A confusing choice of wording?


04-0100 The original ball bearing
06-7710 The roller replacement (now the standard AN part - but not recommended by Mick H)
 
Ok , got around to re-assembly, the bearing went in much quicker than coming out and the box went together without fanfare, tested shifting through the gears and neutral. I measured the end play to 0.085'. Is this excessive or in the normal range? I guess my choices are 2 x 0.30' + 0.020 iso shims for end result of 0.05' or 2 x 0.030 + 0.010' + 0.005' for an end 0.010' play. which is better loser or tighter. I see Old Britts target 0.005"
 
.005 seem a little thght to me.
Not that you are asking but.......
I believe there are 2 alternative options to shimming.

1 would be to shim behind the outer race in the casing but the thought of removing and replacing the outer seems just too evasive on the soft machined surfaces.

The other would be to shim behind the inner race in the layshaft. This option seems much more plausible. Shimming the kickstart shaft as OldBritts does is ok but too wishy washy and inconsistant IMHO.

Please do not consider this an argument to your choices, but I have gone with a good ball bearing but remain open minded and will continue to research these options. My current thoughts are if the layshaft is allowed to float, is there a need for a thrust washer somewhere?

Here is a quote from Jim Bush (jba@express.ca) on NOC-L 1st. Sep 1997
"I don't believe it would need a thrust washer as the first gear shoulder on the layshaft, and not the face of the bronze bushing in the kick-start spindle, prevents lateral movement."

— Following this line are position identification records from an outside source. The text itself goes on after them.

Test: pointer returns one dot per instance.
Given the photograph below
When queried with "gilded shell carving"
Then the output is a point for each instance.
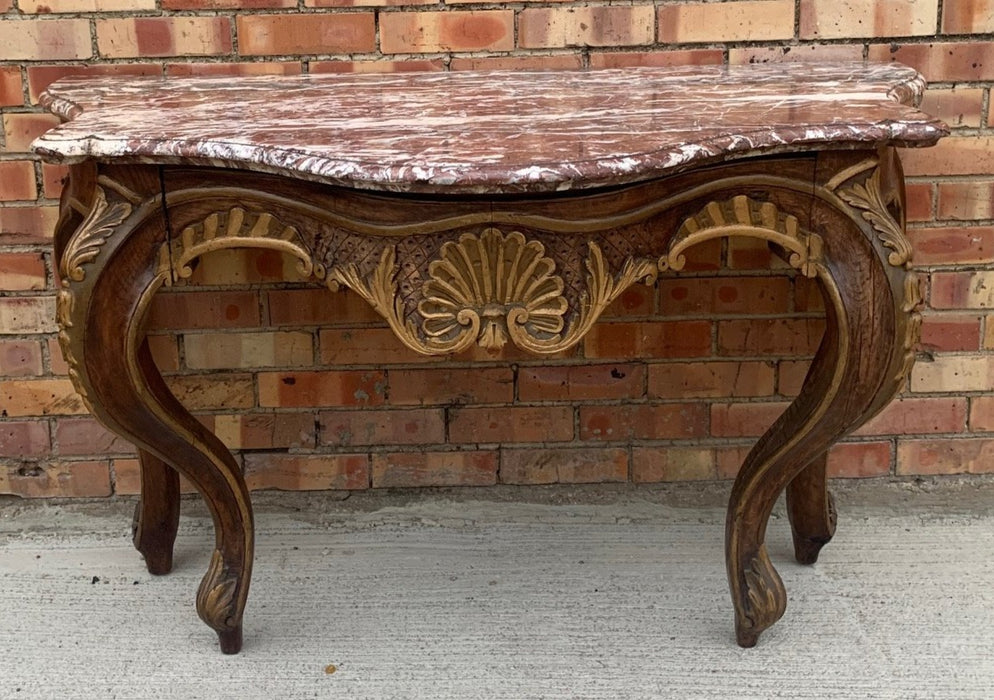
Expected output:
(231, 229)
(490, 289)
(491, 282)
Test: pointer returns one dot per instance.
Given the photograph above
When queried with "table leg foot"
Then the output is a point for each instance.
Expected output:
(811, 510)
(762, 598)
(156, 513)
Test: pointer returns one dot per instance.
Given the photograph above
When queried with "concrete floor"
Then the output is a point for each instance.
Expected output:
(508, 593)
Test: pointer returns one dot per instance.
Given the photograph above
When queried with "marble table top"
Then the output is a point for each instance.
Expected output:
(488, 132)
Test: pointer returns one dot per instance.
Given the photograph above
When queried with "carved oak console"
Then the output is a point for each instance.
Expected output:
(490, 209)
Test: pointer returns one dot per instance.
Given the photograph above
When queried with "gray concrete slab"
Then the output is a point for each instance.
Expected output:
(584, 593)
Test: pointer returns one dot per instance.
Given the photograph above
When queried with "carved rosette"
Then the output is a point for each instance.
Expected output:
(231, 229)
(745, 217)
(491, 288)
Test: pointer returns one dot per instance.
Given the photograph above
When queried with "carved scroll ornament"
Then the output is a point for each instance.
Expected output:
(231, 229)
(742, 216)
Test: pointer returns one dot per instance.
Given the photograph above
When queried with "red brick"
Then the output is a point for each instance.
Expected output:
(64, 6)
(790, 376)
(39, 397)
(21, 439)
(859, 460)
(645, 340)
(948, 246)
(655, 464)
(263, 431)
(27, 225)
(784, 337)
(968, 17)
(20, 358)
(558, 27)
(954, 155)
(942, 61)
(744, 419)
(22, 271)
(57, 479)
(56, 362)
(434, 469)
(750, 20)
(558, 62)
(53, 178)
(226, 4)
(367, 346)
(845, 460)
(950, 333)
(427, 387)
(643, 421)
(839, 19)
(919, 417)
(390, 427)
(957, 106)
(638, 300)
(573, 383)
(563, 466)
(85, 436)
(271, 35)
(126, 476)
(41, 76)
(710, 379)
(306, 472)
(329, 388)
(728, 460)
(375, 66)
(511, 424)
(632, 59)
(192, 310)
(255, 68)
(11, 89)
(198, 392)
(313, 307)
(954, 374)
(27, 315)
(982, 414)
(421, 32)
(724, 295)
(967, 201)
(807, 53)
(244, 350)
(21, 128)
(45, 40)
(963, 456)
(129, 37)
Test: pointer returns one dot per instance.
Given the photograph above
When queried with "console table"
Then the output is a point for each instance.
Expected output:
(488, 208)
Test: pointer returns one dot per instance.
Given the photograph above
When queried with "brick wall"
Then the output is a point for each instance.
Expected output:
(314, 392)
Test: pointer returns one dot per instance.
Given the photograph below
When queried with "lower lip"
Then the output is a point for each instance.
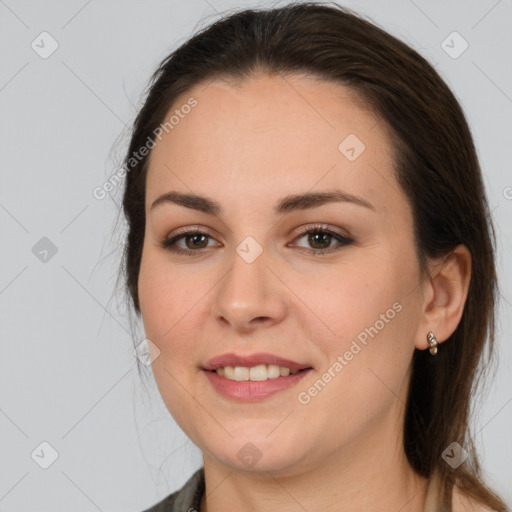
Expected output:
(252, 391)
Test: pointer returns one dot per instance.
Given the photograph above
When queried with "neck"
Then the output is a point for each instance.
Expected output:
(371, 474)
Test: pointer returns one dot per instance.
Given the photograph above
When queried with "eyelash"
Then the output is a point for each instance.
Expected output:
(169, 244)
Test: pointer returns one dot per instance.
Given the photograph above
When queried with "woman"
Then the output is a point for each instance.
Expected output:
(311, 254)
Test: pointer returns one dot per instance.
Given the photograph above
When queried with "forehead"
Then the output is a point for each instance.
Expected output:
(270, 133)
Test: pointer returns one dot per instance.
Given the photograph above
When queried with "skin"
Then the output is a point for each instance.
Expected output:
(247, 146)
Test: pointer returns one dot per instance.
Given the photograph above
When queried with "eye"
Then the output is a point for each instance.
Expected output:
(319, 237)
(194, 239)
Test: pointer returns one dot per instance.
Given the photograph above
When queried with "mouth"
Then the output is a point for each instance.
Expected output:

I think any of the modern solutions will work fine when accompanied witth good bushing, proper lubes, a good working clutch and sound shifting practices.
 
Shimming the kickstart end is correct, it locates the layshaft where it originally was positioned by the ball bearing. (the shoulder on the roller bearing is the locater in the LH direction) The original ball bearing held it with no endplay, so the .005" clearance suggested by OB is a good number, just enough to allow lubrication in between shims on the right, shoulder on the left.
This retrofit of a roller bearing in place of a KNOWN PATTERN FAILURE ball bearing is a no brainer because: It's a safety issue. A locked rear wheel is not a joke, nor is it romantic, nostalgic or any of that crap. There's a good chance you'll need skin grafts.. if you're lucky. Get driven over if your not. Like a the airbag in your car, it may be overkill, but it's comforting to know it's there. Unlike the arguments over which carb/ignition/oil is the end of the rainbow, this can put you in a wheelchair, not just sputter to the side of the road or make you the object of ridicule as you kick repeatedly on a bike that won't start.
Take advantage of the lengthy history and put it to use.
 
fwiw , researching the forum et al

The FAG 6203 TB.P63 ball bearing or FAG NJ203E C3 roller bearing will both suit the purpose. I haven't found evidence of either failing. The ball bearing has the advantage of not requiring shimming and the roller bearing is stronger dealing with axial loads. In my case the roller was readily available at a somewhat lower cost( but when I add the shims and shipping it's a wash). The Ball was on back order. So I took the expedite route. As long as its shifts nicely when I'm done I'll be happy, and no worry of catastrophic failure.